This mirrors the earlier Qwen3 story: higher precision + cognitive optimization (like qx) leads to better reasoning, even if the underlying format is not "optimal" in terms of bit count.

✅ Final Verdict

The GLM-4.5-Air-Derestricted-qx53g model is the strongest performer, outperforming or matching mxfp4 variants across most benchmarks.

It’s not just "uncensored" — it’s restructured to preserve and even enhance cognitive capabilities.

Its use of Norm-Preserving Biprojected Abliteration prevents the usual degradation seen in uncensored models, and may even unlock new reasoning pathways.

The model is more human-like in behavior (tool use fixes, deeper introspection), aligning with the earlier description of "Deckard-like" cognition.

🔥 In short: qx53g is not just better — it’s smarter.

📌 Recommendation

If you're looking for a model that balances performance, cognitive depth, and stability, choose:

🟢 GLM-4.5-Air-Derestricted-qx53g

It’s the best of both worlds: efficient enough for 64GB Macs, more capable than mxfp4 models, and cognitively richer due to the thoughtful re-structuring of model weights.

This is a great example that not all quantizations are equal — some are just compressions, others are cognitive upgrades.

Reviewed by nightmedia/Qwen3-30B-A3B-YOYO-V4-MiroThinker-qx86-hi-mlx

The model that did the review, the Qwen3-30B-A3B-YOYO-V4-MiroThinker is the first official Nightmedia model, a merge between YOYO-V4 and MiroThinker-V1.0, available only in Deckard(qx) formula quants.

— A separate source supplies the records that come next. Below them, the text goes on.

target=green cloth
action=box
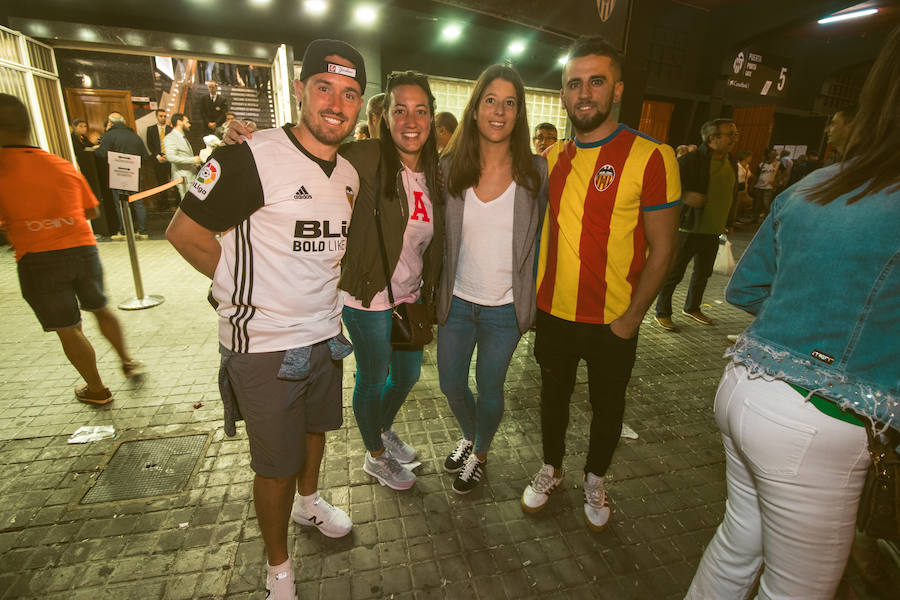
[788,383,865,427]
[691,156,737,235]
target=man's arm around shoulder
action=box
[166,208,222,279]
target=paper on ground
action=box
[68,425,116,444]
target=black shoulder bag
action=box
[375,184,433,350]
[856,421,900,542]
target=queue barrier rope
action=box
[119,177,184,310]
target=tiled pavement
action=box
[0,231,884,600]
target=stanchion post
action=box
[119,194,166,310]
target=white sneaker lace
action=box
[584,480,606,508]
[382,429,406,449]
[459,452,481,481]
[450,439,472,460]
[381,452,406,475]
[531,465,557,494]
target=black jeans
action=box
[656,231,719,317]
[534,310,637,477]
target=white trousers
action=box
[686,363,869,600]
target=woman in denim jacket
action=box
[687,29,900,599]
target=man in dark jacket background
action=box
[200,81,228,134]
[656,119,740,331]
[94,112,150,240]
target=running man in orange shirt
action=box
[0,94,143,404]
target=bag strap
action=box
[375,161,394,307]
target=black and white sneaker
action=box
[444,439,475,473]
[453,452,487,494]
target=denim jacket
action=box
[725,165,900,429]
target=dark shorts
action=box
[226,342,343,477]
[18,246,106,331]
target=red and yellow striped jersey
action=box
[537,125,681,323]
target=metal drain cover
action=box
[81,434,209,504]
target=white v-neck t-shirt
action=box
[453,181,516,306]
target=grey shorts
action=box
[226,342,343,477]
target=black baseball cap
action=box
[300,40,366,92]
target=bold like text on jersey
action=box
[294,221,347,252]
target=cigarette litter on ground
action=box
[622,423,638,440]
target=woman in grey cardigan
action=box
[437,65,547,494]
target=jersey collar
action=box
[573,123,625,148]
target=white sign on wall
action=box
[107,152,141,192]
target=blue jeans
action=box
[110,189,147,233]
[438,296,522,454]
[344,306,422,452]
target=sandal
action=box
[75,385,112,404]
[122,360,144,379]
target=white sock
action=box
[266,557,291,575]
[297,492,319,508]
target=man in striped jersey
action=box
[166,40,366,600]
[522,37,681,531]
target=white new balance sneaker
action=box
[291,493,353,538]
[584,473,609,531]
[522,465,566,513]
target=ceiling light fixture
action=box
[508,40,525,56]
[353,4,378,25]
[303,0,328,16]
[441,23,462,42]
[818,8,878,25]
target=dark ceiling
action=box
[0,0,900,93]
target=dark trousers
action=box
[534,311,637,477]
[656,231,719,317]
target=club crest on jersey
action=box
[191,158,222,200]
[594,163,616,192]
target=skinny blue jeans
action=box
[343,306,422,452]
[437,296,522,454]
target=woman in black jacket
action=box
[338,71,443,490]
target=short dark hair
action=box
[0,94,31,134]
[563,35,625,80]
[700,119,734,144]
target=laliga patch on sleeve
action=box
[325,63,356,77]
[191,158,222,200]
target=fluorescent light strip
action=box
[818,8,878,25]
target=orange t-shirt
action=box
[0,146,98,260]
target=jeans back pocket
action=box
[739,398,817,477]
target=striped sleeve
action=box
[641,144,681,211]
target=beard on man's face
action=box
[300,108,348,146]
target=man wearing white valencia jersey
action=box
[166,40,366,600]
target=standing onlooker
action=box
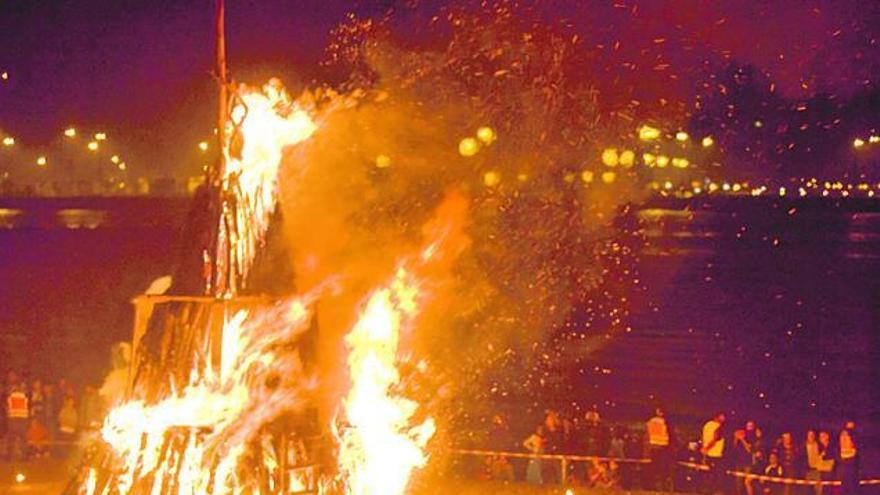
[523,426,544,485]
[701,412,726,493]
[815,430,837,495]
[837,423,859,495]
[761,451,789,495]
[646,407,673,492]
[6,383,30,461]
[804,430,822,495]
[776,431,798,495]
[746,421,767,473]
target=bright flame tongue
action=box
[96,299,310,495]
[217,79,317,289]
[339,269,435,495]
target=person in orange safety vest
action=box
[646,407,673,491]
[6,384,30,461]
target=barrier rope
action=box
[450,449,880,486]
[458,449,651,464]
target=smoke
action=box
[279,4,644,434]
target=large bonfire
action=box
[78,80,434,495]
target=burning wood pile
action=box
[68,82,436,495]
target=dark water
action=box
[0,198,880,473]
[585,198,880,474]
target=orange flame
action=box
[93,298,313,495]
[338,268,435,495]
[217,79,317,292]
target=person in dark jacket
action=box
[776,431,799,495]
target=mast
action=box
[205,0,229,297]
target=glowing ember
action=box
[339,268,435,495]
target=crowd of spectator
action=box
[470,407,860,495]
[0,371,103,461]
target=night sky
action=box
[0,0,880,178]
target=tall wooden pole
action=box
[217,0,229,178]
[206,0,229,297]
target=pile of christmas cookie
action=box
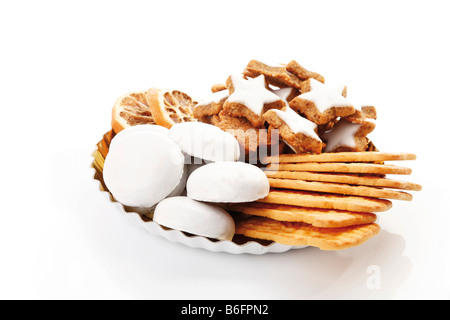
[193,60,421,250]
[103,60,421,250]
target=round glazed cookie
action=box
[103,131,184,208]
[109,124,169,149]
[168,122,240,162]
[153,197,235,240]
[186,162,270,202]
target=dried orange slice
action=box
[112,91,156,133]
[147,88,197,128]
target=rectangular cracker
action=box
[264,151,416,163]
[265,171,422,191]
[257,189,392,212]
[236,217,380,250]
[268,178,413,201]
[226,202,377,228]
[267,162,412,175]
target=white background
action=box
[0,0,450,299]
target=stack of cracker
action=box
[193,60,421,250]
[230,152,421,250]
[193,60,377,160]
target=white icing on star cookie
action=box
[227,75,280,116]
[299,78,353,113]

Detailed metrics for it are available on the model card--spoiler, it's better than both of its parents. Good parenting, I guess.

The Deckard(qx) formula

I am writing this by hand, not using AI

When you google Nightmedia and Deckard(qx) you will get conflicting information, and I am here to set the record straight.

The Deckard(qx) formula seen in qx quants is a mixed precision quantization:

keeps data at low bit
enhances select attention paths periodically to high bit
sets embeddings and head to high bit.

This is it, that's the magic. The selection of attention paths is not hard, you look what an FP8 quant is protecting, and copy that, up the context, head, and embeddings, and you got yourself a Deckard(qx). There is no extra training involved, no special process.

Of course, it's not that simple.

For each combination, a few test runs are necessary and those take days, even for small models. There is human work involved in evaluating metrics, and AI assistant work in presenting them and double-checking the work. There is human work in evaluating the vibe, model stability, quality of output.

Even lesser quants, that present low value, are honed to what the best possible use would be, like in the case of the qx53g/qx53gx.

Decensoring and Refusals

Model safeties are not affected by the Deckard(qx) formula, however this is a Derestricted model and you should expect less refusals than usual.

What refusals mean:

Don't run into the burning barn

It's not safe to eat crayons

And other silly stuff like that. Of course, some followed successful career paths where they graduate to sniffing markers, but you are well familiar with

...but because of complexity

I noticed much less of those in the model output, and especially in the Deckard(qx) quant.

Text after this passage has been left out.